Все это напоминало какой-то сон. Надо было из парижского предместья добраться в театр Бобиньи, найти там администратора и получить билет на спектакль «Дибук». Известно было только одно: в «Дибуке» том с франкобельгийской труппой Сергей Юрский каждый вечер играет раввина Азриеля. Воображение рисовало роскошный французский театр, толпу людей, жаждущих увидеть нашего знаменитого артиста. Естественно, всплывали в памяти «Габима», Вахтангов, пляска нищих и бог знает что еще. Но самым острым чувством было, пожалуй, другое. Если хотите, это было некое предощущение реванша, радость полета, освобождения, которые за всем этим стояли.
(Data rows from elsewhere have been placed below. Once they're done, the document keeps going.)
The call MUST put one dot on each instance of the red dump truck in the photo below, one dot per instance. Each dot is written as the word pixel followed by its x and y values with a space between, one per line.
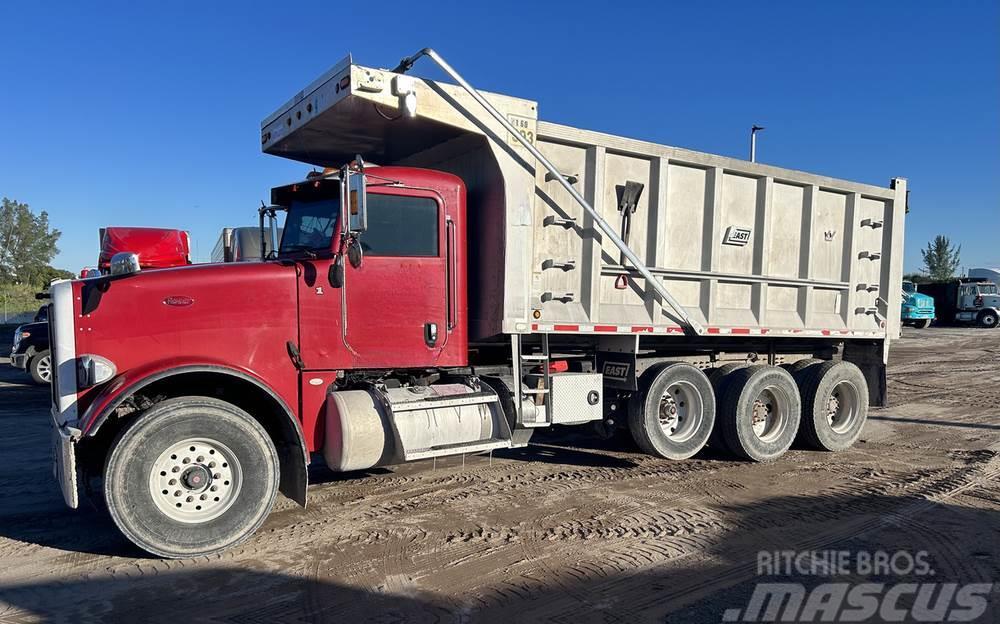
pixel 492 275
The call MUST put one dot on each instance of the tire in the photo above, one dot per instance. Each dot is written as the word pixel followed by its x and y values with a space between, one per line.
pixel 174 502
pixel 40 367
pixel 800 365
pixel 720 381
pixel 834 405
pixel 988 319
pixel 769 396
pixel 673 413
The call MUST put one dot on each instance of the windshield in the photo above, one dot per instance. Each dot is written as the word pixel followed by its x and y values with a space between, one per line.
pixel 309 226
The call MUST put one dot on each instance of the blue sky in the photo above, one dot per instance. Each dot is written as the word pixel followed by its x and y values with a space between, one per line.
pixel 121 114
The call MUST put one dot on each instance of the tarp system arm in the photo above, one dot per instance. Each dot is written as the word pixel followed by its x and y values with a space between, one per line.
pixel 690 325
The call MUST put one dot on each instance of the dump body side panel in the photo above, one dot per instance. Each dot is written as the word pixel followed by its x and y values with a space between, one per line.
pixel 742 246
pixel 745 247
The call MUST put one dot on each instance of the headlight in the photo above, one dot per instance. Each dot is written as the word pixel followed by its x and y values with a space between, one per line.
pixel 92 370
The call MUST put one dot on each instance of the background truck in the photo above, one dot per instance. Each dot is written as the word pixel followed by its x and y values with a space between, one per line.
pixel 918 309
pixel 494 275
pixel 965 300
pixel 241 244
pixel 156 248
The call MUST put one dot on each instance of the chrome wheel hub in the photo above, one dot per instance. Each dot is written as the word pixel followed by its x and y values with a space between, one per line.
pixel 843 407
pixel 767 415
pixel 680 413
pixel 195 480
pixel 45 368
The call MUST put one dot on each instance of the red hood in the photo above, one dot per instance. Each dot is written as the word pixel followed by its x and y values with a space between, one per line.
pixel 158 248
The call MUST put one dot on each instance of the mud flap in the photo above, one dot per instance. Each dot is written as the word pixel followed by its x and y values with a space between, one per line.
pixel 64 467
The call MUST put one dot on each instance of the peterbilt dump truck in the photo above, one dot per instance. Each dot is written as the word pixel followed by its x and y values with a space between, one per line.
pixel 461 275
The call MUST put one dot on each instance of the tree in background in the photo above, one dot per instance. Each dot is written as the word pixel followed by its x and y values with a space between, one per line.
pixel 916 278
pixel 941 259
pixel 27 244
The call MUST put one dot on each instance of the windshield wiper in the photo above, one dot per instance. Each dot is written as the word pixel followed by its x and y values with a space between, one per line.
pixel 303 248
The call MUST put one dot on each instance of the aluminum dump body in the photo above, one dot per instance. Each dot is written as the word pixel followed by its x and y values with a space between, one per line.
pixel 745 248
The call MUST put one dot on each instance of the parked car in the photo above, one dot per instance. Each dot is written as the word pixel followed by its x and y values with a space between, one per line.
pixel 30 350
pixel 918 309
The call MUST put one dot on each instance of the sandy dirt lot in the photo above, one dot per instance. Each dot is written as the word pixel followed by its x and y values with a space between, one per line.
pixel 571 529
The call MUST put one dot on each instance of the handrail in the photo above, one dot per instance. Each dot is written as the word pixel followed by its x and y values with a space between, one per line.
pixel 691 325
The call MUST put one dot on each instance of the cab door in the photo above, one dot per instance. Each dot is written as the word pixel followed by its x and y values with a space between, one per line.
pixel 398 301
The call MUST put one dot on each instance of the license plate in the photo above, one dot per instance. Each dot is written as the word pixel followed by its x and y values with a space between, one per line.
pixel 64 466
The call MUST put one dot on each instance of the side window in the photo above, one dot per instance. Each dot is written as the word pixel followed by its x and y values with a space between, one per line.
pixel 401 226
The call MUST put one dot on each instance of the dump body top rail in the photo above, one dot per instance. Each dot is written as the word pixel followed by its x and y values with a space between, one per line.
pixel 743 248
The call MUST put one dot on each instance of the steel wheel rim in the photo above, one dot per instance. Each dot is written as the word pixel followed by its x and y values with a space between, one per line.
pixel 768 413
pixel 195 480
pixel 681 411
pixel 44 368
pixel 842 407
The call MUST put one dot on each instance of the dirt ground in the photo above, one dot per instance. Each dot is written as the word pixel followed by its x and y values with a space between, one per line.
pixel 570 529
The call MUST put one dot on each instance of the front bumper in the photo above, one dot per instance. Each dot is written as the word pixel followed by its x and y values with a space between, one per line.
pixel 64 460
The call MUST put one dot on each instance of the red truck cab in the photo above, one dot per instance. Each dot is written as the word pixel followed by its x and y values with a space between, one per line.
pixel 268 339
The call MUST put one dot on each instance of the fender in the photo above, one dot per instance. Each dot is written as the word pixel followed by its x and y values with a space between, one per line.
pixel 116 391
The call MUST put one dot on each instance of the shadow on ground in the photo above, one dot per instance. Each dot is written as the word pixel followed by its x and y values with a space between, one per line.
pixel 962 545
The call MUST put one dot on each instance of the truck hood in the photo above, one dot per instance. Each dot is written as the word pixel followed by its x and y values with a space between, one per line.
pixel 238 315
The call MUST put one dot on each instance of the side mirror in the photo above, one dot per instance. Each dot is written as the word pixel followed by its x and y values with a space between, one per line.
pixel 125 263
pixel 355 255
pixel 336 273
pixel 356 196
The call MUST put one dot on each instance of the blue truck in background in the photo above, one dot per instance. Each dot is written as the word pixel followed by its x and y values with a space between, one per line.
pixel 918 309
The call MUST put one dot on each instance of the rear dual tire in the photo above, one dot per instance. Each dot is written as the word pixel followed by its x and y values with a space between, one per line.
pixel 834 405
pixel 759 412
pixel 673 413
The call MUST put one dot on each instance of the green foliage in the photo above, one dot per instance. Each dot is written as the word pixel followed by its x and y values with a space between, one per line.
pixel 916 278
pixel 941 259
pixel 27 244
pixel 17 299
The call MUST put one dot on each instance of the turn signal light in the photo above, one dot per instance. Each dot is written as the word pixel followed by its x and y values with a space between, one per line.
pixel 92 370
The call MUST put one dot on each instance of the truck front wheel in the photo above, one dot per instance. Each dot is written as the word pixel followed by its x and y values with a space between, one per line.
pixel 673 413
pixel 191 476
pixel 40 367
pixel 988 319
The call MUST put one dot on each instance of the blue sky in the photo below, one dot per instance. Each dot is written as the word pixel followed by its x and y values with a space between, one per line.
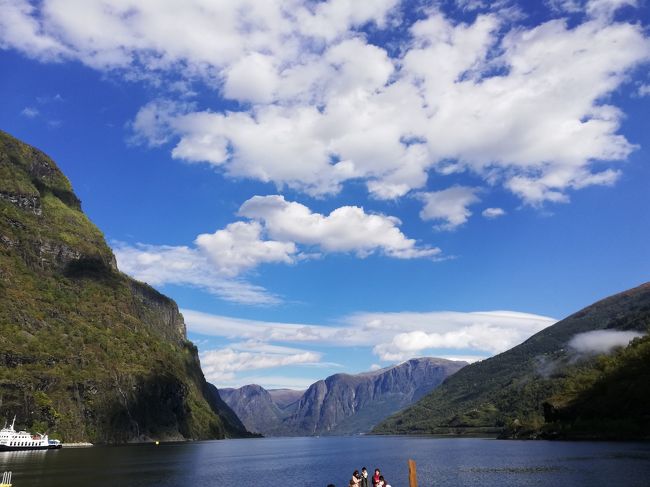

Какая замечательная идея: не маяться в Москве, не пережидать перестройку, не сочувствовать друг другу, не пускаться в коммерцию и дешевку, а взять и выучить французский и разом пересечь все границы — географические, языковые, национально-культурные. ..

Театр Бобиньи оказался где-то на окраине, вроде Чертанова, путь к нему лежал в темноте. «Коммунистический район»,— ввернул саркастически кто-то из местных. Сергей Юрьевич в плаще, обросший щетиной, с какими-то отрешенно-воспаленными глазами стоял у театра в полном одиночестве. Не сразу узнал его: это был Юрский, но и кто-то другой, какой-то знакомый незнакомец. То ли сильно постаревший грузинский дядюшка Илико из знаменитого спектакля Товстоногова, то ли Мейерхольд перед арестом, то ли раввин Азриель, которого актеру предстояло играть через несколько минут. Без всякого грима, естественным путем жизнь проявила в лице артиста некую трагическую библейскую основу. Он уже жил ролью, волновался, что-то коротко сказал о спектакле и предупредил, что в начале будет небольшой сюрприз

На огромной сцене, в синеватом синагогальном дыму кучковались евреи, молились, твердили что-то на непонятном наречии. И вдруг сквозь языковый шум внятно донеслось несколько русских фраз. То был обещанный сюрприз. Интонация была проникающая, ни на кого не похожая, «юрская». Что-то он обращал к Богу, что-то обсуждал. На секунду возникло волшебное чувство языковой близости, родства, радости узнавания. Но русская речь тут же пропала, голос артиста утонул в иных голосах. История прилипчивого злого духа, вселившегося в девушку, нарушившую клятву, пошла своим ходом. Девушка страдала, окружающие страдали, разыгрывались ритуальные сцены, кто-то должен был изгнать злого духа, этого самого Дибука. Этот кто-то, как оказалось, и был Азриель — Юрский.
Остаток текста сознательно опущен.